We Saved Pisgah Bay!
After more than a year of hard work, Kentucky Heartwood and our allies with the Coalition to Preserve Land Between the Lakes succeeded in convincing the Forest Service to withdraw the Pisgah Bay Project and more than 4,000 acres of commercial logging!
Background on the Pisgah Bay Project
Kentucky Heartwood worked with community members and local political leadership from both sides of the aisle to halt a 4,000 acre logging project in Pisgah Bay, an area of beautiful oak-hickory forests and emerging old-growth characteristics in Land Between the Lakes (LBL) in far western Kentucky. This isolated forest peninsula with a complex cultural history, bound by the dammed waters of the Cumberland and Tennessee rivers, is a vital reserve for a wide range of species and natural communities in an otherwise agricultural and developed landscape.
Along with logging, the Forest Service proposed 5,000 acres of prescribed fire and an annual 600 acres of herbicide treatments on both non-native invasive plants and native trees considered “undesirable” by the Forest Service. All of this is immediately adjacent to the recently implemented Demumbers Creek project, which included 1,850 acres of commercial logging. In addition, the Forest Service already maintains about 20,000 acres of openlands as hay fields, powerline right-of-ways, commercial cropland leases, and two designated “Oak Grassland Demonstration Areas.”
In their attempt to justify the project, the Forest Service took an idea with merit – that some plants and animals benefit from fire and canopy disturbance – to the extreme in an effort to convert nearly the entirety of LBL into a heavily disturbed landscape through commercial logging and an aggressive prescribed fire program. While some species do benefit from the large areas of briars, scrub, and charred trees that are created by fire, others species, like the rapidly declining Cerulean warbler, need old, mature, and unfragmented forest habitat to survive.

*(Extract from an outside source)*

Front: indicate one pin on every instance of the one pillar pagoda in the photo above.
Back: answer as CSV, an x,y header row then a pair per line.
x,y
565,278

There were public meetings, both held by locals and the USFS where hundreds of people showed up. The local Jeep Club even hosted a ride through areas that had been previously logged, with nearly 100 vehicles in the caravan. Local Republican leaders took to the megaphone to rally folks against the logging. It remains the best example in Kentucky forest activism of community participation making a dramatic difference.
The Coalition to Preserve LBL emerged from the organizing effort. It included former Between the Rivers residents, local government officials, LBL Jeep Club, Kentucky Heartwood, Tennessee Heartwood,, and others. Many thanks to Judge Executive Wade White for leading the coalition.
Kentucky Heartwood’s draft comment language for a citizen’s alternative to the proposed Pisgah Bay project:
Dear Supervisor Tilley,
Thank you for this opportunity to comment on the Pisgah Bay Project. As a member of the public for whom these public lands are managed, I have several concerns with the project as proposed. To address these concerns, I ask that the Forest Service include in the Environmental Assessment and approve a Citizens Alternative that contains the following:
1. No commercial logging will be used in the project area, with tree cutting limited to hazard trees adjacent to trails, roads, campsites, and other developed recreation areas. The Forest Service will facilitate the development of mature, contiguous forest cover with natural canopy disturbance in this part of LBL.
2. Prescribed fire will be eliminated or restricted to dry upland sites and the maintenance of hayfields and other maintained openlands, including known locations of Prices potato bean. Valleys and creek bottoms will be allowed to develop into riparian and mesic forest communities that are currently underrepresented in the project area.
3. No roads will be added to the road system, as the Forest Service is already unable to maintain existing roads to established and acceptable standards. The Forest Service should address the unachieved Area Plan goals of both reducing unneeded roads and maintaining cemetery access by decommissioning half of Forest Road 305, while allocating adequate resources toward keeping the remainder passable for cemetery access. All roads, and Forest Road 306 in particular, will be maintained to appropriate standards to address sediment and resource damage or else be decommissioned.
4. Herbicides will only be used on non-native invasive species, and where manual, mechanical, or other non-chemical means are demonstrated to be prohibitive.
5. The 30-acre, subsidized commercial cropland near the mouth of Pisgah Creek will be restored to native riparian and mesic forest types. Other maintained openings will be converted to native grasses and forbs.
Thank you for considering these comments.